Monsieur et Madame B. se pourvoient en cassation. Si les trois premières branches du moyen ne semblent pas de nature à permettre l’admission du pourvoi le dernier retient l’attention de la Cour de cassation. Selon cette dernière branche, le pouvoir reproche à la cour d’appel d’avoir confirmé l’ordonnance de non-lieu rejetant l’application de l’article 226-1 du Code pénal. En effet, selon le pourvoi, il ne ressort d’aucune pièce que l’accord écrit de Madame B. ait été sollicité des enquêteurs ni même que ces derniers ne lui aient notifié son droit de s’opposer à cet enregistrement. 

La Cour de cassation devait alors se prononcer à la fois, sur la nature et les contours de la protection accordée par l’article 226-1 du Code pénal.

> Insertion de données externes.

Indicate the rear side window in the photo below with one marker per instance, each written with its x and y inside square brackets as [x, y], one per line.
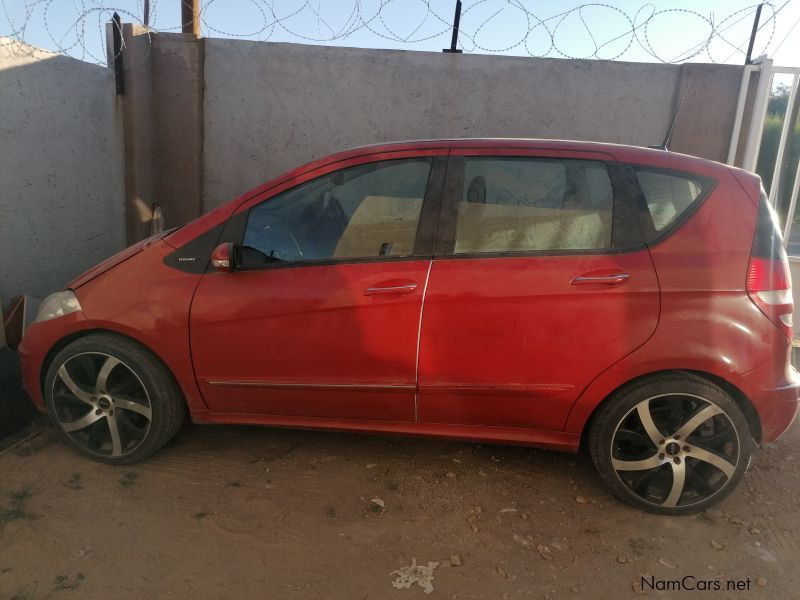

Il est plus particulièrement question de savoir si les images et paroles d’une personne, captées à l’occasion de sa garde à vue, relèvent de la vie privée telle que protégée par l’article 226-1 du Code pénal. Sur ce point, la Cour de cassation relève que « l’enregistrement de la parole ou de l’image d’une personne placée en garde à vue est susceptible de constituer une atteinte à sa vie privée »

La Cour de cassation devait également s’interroger sur la capacité de la personne gardée à vue de s’opposer à l’enregistrement auquel il est procédé à l’occasion de la garde à vue. En effet, le dernier alinéa de l’article 226-1 précise que « lorsque les actes mentionnés au présent article ont été accomplis au vu et au su des intéressés sans qu’ils s’y soient opposés, alors qu’ils étaient en mesure de le faire, le consentement de ceux-ci est présumé ». Lors même qu’elle ne s’était pas opposée à l’enregistrement pourtant réalisé en sa connaissance, son consentement devait, suivant la logique de l’article 226-1 in fine, être présumé. Pourtant la Cour de cassation apporte ici une précision importante selon laquelle « une personne faisant l’objet d’une garde à vue n’est pas en mesure de s’opposer à cet enregistrement ». 

Crim. 21 avril 2020, n° 19-81.507

Référence

■ N. Cazé-Gaillarde, Rép. pén. Dalloz, V° Atteintes à la vie privée, novembre 2019.